Un cas à part : l'exemple de Mediapart
Mediapart est un site d'informations payantes, fonctionnant sans publicité, fondé en 2008 par Edwy Plenel : l'ancien rédacteur en chef du journal « Le Monde », François Bonnet, Gérard Desportes et Laurent Mauduit, tous trois journalistes et Marie-Hélène Smiéjan, qui a investi la même somme qu'Edwy Plenel.
L’accès à la page d’accueil du site est gratuit cependant la lecture des articles n'est rendue possible que par un abonnement payant soit, 1€ par mois pendant la période d'essai puis 90€ par an.

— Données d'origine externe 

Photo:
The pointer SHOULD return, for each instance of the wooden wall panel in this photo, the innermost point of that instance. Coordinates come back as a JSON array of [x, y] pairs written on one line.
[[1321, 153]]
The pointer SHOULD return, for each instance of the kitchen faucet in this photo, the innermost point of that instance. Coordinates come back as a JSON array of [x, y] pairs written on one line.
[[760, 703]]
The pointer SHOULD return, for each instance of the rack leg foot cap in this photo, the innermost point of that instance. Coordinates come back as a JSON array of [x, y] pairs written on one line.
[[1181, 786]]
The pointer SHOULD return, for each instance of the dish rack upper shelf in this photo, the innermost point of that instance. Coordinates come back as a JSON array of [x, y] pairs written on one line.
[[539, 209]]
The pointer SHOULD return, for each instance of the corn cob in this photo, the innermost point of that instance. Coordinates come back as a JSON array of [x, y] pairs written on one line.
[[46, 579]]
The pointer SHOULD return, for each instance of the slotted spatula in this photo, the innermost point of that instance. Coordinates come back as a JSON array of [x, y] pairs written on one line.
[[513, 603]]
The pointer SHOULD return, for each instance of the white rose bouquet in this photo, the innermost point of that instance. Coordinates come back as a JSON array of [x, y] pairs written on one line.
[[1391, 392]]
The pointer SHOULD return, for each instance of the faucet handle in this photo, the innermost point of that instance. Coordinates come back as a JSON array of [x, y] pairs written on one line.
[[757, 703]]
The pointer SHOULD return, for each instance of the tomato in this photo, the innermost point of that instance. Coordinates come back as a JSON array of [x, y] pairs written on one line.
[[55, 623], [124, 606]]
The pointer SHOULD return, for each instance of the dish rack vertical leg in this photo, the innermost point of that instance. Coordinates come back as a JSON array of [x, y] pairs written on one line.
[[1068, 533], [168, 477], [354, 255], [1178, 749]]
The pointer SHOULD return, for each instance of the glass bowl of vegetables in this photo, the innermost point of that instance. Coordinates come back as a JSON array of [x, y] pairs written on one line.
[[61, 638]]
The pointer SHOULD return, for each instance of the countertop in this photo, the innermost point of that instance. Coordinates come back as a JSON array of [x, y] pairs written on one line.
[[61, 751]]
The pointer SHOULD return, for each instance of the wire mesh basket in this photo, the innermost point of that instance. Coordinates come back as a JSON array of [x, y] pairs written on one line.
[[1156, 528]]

(Source du graphique : (*)
L'idée pour monétiser un contenu en ligne serait donc de vendre une information qu'on ne trouve nulle part ailleurs. Après des débuts difficiles, une série de scoops dans les affaires Karachi, Bettencourt ou encore Cahuzac a permis au « journal en ligne » de voir son nombre d'abonnés s'envoler. Le site en revendique aujourd'hui 47 000 à 9 euros par mois. En 2010, le site d'information comptait encore 1,35 million d'euros de pertes pour 3 millions d'euros de chiffre d'affaires.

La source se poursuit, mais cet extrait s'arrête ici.